Explicó que el precio del barril pasó de entre 56 y 60 dólares a cerca de 110 dólares, lo que impacta directamente en los combustibles a nivel global. “Si nosotros no hubiéramos intervenido, hoy la gasolina estaría costando más de 30 pesos (…) y el diésel estaría costando sobre 35, 36 pesos el litro”, afirmó.
Indicó que, gracias a la intervención gubernamental, la gasolina magna se mantiene por debajo de los 24 pesos por litro, mientras que el diésel se ubica en un promedio de 28.28 pesos, con la meta de reducirlo aún más.
Detalló que esta contención se ha logrado mediante un esquema de incentivos fiscales que absorben parte del incremento internacional. “El gobierno federal está dando un incentivo a la gasolina y al diésel (…) estamos apoyando para que no se incremente el precio de los combustibles”, señaló. Precisó que el apoyo neto es de alrededor de 2 mil 500 millones de pesos semanales.
Como complemento, destacó el acuerdo alcanzado con instituciones bancarias y empresas de vales para disminuir comisiones en pagos digitales, lo que permitirá reducir costos en las gasolineras y trasladar ese beneficio al consumidor.

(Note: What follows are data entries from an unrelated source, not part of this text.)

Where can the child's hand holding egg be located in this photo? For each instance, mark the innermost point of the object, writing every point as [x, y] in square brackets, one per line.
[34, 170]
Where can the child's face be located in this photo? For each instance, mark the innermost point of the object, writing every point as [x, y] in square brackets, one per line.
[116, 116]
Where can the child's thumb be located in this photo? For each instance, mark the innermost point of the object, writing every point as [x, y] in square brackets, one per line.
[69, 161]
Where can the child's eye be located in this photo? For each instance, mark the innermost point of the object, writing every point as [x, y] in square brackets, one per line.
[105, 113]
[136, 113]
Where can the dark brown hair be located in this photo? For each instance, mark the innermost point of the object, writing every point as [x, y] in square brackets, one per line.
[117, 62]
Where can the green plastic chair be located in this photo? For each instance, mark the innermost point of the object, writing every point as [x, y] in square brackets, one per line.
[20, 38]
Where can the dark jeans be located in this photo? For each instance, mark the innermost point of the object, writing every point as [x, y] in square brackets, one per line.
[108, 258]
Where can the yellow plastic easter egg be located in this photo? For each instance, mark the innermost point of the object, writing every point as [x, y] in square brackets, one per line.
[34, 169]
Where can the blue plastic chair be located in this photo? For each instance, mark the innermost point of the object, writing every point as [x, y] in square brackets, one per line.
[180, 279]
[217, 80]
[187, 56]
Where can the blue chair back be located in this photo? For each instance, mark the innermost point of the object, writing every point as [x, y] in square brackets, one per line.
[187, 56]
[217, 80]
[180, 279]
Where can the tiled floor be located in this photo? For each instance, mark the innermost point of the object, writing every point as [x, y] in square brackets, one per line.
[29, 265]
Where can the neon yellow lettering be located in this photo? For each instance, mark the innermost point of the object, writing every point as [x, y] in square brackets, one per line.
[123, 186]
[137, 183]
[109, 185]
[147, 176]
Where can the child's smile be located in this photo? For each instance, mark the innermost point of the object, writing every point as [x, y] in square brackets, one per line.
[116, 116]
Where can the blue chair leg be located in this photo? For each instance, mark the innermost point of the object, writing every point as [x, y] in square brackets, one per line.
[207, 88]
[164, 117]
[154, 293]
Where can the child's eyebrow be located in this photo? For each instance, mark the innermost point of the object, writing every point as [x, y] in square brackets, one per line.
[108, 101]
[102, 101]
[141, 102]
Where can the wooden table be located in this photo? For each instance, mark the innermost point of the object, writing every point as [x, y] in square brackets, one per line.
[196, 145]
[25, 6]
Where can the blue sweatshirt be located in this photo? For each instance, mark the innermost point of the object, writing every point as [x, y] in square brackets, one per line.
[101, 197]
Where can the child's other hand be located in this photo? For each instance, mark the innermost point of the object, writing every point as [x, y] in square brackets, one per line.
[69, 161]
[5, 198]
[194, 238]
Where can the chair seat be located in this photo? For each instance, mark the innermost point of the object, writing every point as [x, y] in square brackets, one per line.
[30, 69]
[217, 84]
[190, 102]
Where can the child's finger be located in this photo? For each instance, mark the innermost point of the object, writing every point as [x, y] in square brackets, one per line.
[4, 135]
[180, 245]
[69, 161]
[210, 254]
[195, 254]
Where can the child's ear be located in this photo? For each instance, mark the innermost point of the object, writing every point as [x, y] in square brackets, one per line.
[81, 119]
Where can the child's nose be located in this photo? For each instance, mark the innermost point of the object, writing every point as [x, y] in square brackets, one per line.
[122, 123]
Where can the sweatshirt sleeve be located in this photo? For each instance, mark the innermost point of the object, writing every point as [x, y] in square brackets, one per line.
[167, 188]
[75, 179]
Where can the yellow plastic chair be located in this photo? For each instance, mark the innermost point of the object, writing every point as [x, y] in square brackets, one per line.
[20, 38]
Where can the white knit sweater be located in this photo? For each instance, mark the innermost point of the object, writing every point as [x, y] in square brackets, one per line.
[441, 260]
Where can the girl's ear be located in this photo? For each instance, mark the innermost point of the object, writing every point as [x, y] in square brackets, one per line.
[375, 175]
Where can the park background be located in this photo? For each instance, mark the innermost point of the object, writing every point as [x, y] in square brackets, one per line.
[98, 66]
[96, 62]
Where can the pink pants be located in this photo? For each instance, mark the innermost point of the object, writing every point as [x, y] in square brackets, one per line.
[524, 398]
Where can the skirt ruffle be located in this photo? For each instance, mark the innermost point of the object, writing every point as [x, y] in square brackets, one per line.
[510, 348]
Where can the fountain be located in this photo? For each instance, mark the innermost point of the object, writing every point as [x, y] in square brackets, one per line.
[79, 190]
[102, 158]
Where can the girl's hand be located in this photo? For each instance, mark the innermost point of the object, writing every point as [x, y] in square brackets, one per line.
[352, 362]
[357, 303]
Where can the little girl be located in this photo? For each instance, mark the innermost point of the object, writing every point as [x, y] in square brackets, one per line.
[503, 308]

La mandataria subrayó que el diésel es prioritario, debido a su impacto en el transporte de mercancías y, por ende, en el precio final de productos. “Si aumenta el precio del diésel, impacta en el precio de los productos”, advirtió.
Sostuvo que el objetivo es evitar incrementos y, en la medida de lo posible, reducir los precios de los combustibles mediante la colaboración entre gobierno, sector financiero y empresas. “Estamos trabajando para que no aumente el precio de los combustibles y, al contrario, ver cómo podemos reducirlo más todavía”, puntualizó.